The report reveals over a five year period from 2018-22 there was a a huge US$1.5 billion discrepancy the prices declared for log exports from PNG and the prices declared by Chinese importers.
This suggests logging companies in PNG could be failing to declare over K1.2 billion in income every year, depriving the government of vital tax income and denying communities millions of Kina in timber royalties.
The report findings back up comments made in 2024 by the head of the Internal Revenue Commission, Sam Koim.

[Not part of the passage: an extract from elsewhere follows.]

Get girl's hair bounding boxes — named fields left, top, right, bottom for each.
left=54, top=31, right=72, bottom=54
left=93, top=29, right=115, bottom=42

He said in a statement that logging companies are guilty of “an entrenched level of tax evasion” with “egregious incidents of transfer pricing and under declaration of income”.
The UNODC findings are based on a ‘mirror analysis’ of trade data from PNG and China, which is the largest importer of PNG logs, taking around ninety percent of total production every year.
According to PNG export data, which is based on information provided by logging companies, the total value of the 13.9 million cubic metres of logs exported from PNG to China between 2018 and 2022 was US$1.3 billion.
Yet, according to import data from the Chinese customs service, the price paid for those same logs by customers in China was almost US$3 billion.
Once the differing export and import prices are adjusted to take account of the costs of insurance and shipping from PNG to China, the difference, says the UNODC, is a staggering US$1.5 billion.
By under declaring the price paid by its customers, logging companies in PNG are able to avoid paying log export taxes and royalties on the difference. They are also able to avoid corporate tax by not declaring any profits and, according to the IRC, they make inflated claims for GST refunds.
The use of transfer pricing by the logging industry was first identified by the Barnet Commission of Inquiry as long as as 1988, but 35 years later it seems the PNG authorities are still failing to combat the problem.
The IRC has pointed a finger of blame at the PNG Forest Authority for being too heavily influenced by the logging industry and not doing its own independent checks before log export permits are approved.
In 2023 the IRC announced a K140 million tax assessment against one leading logging company for tax evasion but it is not known if that penalty was ever paid. The IRC also said it was auditing the records of twenty other logging companies suspected of tax fraud, but the outcomes of those audits have never been revealed.
The Bank of PNG’s own money laundering risk assessment has identified illegal logging as one of the major money laundering risks in the country but commercial banks, law firms and accountants continue to provide their services to the industry.
Meanwhile PNG is at risk of being internationally sanctioned for its failure to combat money laundering, with its failure to publish a specific risk assessment and action plan for the logging industry one of the highlighted problems.